The level of interdepartmental work now underway had not been seen before COVID19 and has enabled some timely and effective responses.  

“This combined action around COVID19 is encouraging,” said Martin.  “It shows where there’s a will, there’s a way. 

“It shows that health and well-being is something that crosses Government Departments.  It shows that you do not need a massive budget to make a major impact.

“The steps forward achieved during COVID19 indicate the best way to harness this energy is to operate on a whole of government basis and continue this progress.”

“We need an overseeing body that would help drive and co-ordinate the work in housing, health, education and employment and bring maximum effectiveness.”

Lessons from COVID19

“The HSE was clear in its approach to COVID19 as a public health issue and this approach impacted on the Department of Housing,” explains Pavee Point Co Director Ronnie Fay.  “In March a letter was issued by the Housing Department to local authorities indicating basic facilities were to be supplied where needed.   

“Extra space for self isolation was to be accommodated.  Electricity was to go where it is needed.  Sanitation was to be provided.  People living on the side of the road were not to be left without any supports.”

Throughout the COVID-19 crisis Pavee Point has been meeting with the Health Service Executive on a regular basis as part of a COVID-19 response – in terms of both Travellers and Roma.  

Along with other national Traveller organisations there has also been liaison with the Department of Housing, the Department of Employment Affairs and Social Protection, the Department of Education and Skills and Rural and Community Affairs.

So far €1.7 million has been spent in improving Traveller living conditions around the country.   Trailers have been provided to ease overcrowding, units have been refurbished. Families have been connected to electricity supply and site works have been carried out.   

“These moves are unquestionably positive however, they are also relatively modest and bring into stark relief the lack of progress on these issues in recent years,” says Martin Collins.

“Around the country some local authorities are still mired in inaction and bogged down in the conscious or unconscious discrimination associated with some aspects of inertia.

“But we must cling to the positive which offers a good practice model to be continued for the future,” says Mr.
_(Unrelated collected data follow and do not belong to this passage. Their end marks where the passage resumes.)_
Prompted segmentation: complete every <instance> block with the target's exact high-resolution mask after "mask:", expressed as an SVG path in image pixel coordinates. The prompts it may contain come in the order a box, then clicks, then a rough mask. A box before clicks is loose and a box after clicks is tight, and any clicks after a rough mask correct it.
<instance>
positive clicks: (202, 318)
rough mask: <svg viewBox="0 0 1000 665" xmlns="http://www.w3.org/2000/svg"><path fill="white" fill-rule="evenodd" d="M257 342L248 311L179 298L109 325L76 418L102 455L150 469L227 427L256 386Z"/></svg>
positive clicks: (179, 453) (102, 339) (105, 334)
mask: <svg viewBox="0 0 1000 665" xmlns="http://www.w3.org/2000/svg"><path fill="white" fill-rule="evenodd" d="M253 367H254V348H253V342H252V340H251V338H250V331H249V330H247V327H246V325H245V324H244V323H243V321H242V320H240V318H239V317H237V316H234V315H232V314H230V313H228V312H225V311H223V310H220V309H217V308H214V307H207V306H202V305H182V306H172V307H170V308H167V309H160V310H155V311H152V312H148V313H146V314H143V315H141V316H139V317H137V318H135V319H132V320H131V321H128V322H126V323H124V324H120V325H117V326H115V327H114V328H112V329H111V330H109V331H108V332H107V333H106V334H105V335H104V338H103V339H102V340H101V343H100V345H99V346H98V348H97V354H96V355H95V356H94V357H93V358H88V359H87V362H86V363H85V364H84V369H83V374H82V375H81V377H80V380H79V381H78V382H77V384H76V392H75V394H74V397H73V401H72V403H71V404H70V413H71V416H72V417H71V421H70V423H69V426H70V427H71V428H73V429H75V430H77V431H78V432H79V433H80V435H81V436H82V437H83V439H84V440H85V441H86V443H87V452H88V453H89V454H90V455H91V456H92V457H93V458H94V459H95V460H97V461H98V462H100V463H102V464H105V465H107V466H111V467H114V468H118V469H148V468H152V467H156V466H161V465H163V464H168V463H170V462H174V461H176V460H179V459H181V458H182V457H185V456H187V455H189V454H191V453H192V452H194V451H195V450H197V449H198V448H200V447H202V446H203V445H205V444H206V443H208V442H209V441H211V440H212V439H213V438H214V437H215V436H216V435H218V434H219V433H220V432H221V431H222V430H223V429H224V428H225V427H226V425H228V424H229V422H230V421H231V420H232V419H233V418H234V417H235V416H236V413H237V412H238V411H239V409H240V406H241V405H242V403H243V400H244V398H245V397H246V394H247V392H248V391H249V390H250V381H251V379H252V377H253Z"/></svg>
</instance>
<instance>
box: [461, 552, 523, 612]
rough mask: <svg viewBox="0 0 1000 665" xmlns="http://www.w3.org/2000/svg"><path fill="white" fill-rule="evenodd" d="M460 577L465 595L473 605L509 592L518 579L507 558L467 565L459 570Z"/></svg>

Collins.

“COVID19 has changed everything.  We must ensure that the positive changes and ways of working become the ‘new normal’.”

Groundwork Already In Place

Vital to any success has been some of the basic infrastructure already co-established with Traveller organisations in the areas of health and accommodation.

Almost 30 Traveller Primary Health Care Projects around the country have been communicating government COVID19 information to the Traveller community in a way the community can understand and trust. 

Traveller Community Health Workers have also been monitoring suspected and confirmed COVID19 cases in the absence of an ethnic identifier in state data collection systems.

“This information has been crucial in identifying clusters, organising testing and helping to reduce the spread of COVID-19,” explains Ronnie Fay. 

These projects have been supported by Regional Traveller Health Units and Regional and National Traveller Health Networks.

Now that the value of ethnic data can be seen, a question on ethnic group is to be included in COVID19 data collection systems.

The National Traveller Accommodation Consultative Committee has been an effective communications channel for identifying and monitoring the work needed to be done on official and unofficial Traveller sites around the country. 

This work was identified and followed up on by local Traveller organisations around the country as well as national Traveller organisations.

Mitigating COVID19 – Mitigating Inequality

While infection rates in general are at 4%, Pavee Point estimates that infection rates are at around 12% among Travellers.  

This is not surprising given the high level of chronic disease already existing in the Traveller community, overcrowded living conditions and lack of access to basic facilities.

Some excessively high figures of 50% and 60% infection rates have been bandied around but do not stand up to scrutiny. 

However, it is true that without widespread adherence to social distancing and cocooning restrictions – infection levels could be much higher.

While there were some publicised and unacceptable breaches of restrictions by a minority of Travellers – it’s clear that the majority have done their best in difficult circumstances and, like the population in general, need to be encouraged.

Pavee Point will continue to work with other Traveller organisations using a human rights based Community Development approach to ensure that inequalities for Travellers and Roma in key areas are eliminated.

Pavee Point will also continue to build on our learning from ongoing COVID-19 work on violence against women, education, drug and alcohol issues and national and international information sharing and practice exchange. 

“We cannot go back to stagnation and inaction after COVID-19 ,” says Martin Collins of Pavee Point. “We need to make sure that this crisis is used to bring about positive change. We need to hold firm to the gains that have been made and Travellers and Roma need to be made a priority in any Programme for Government.”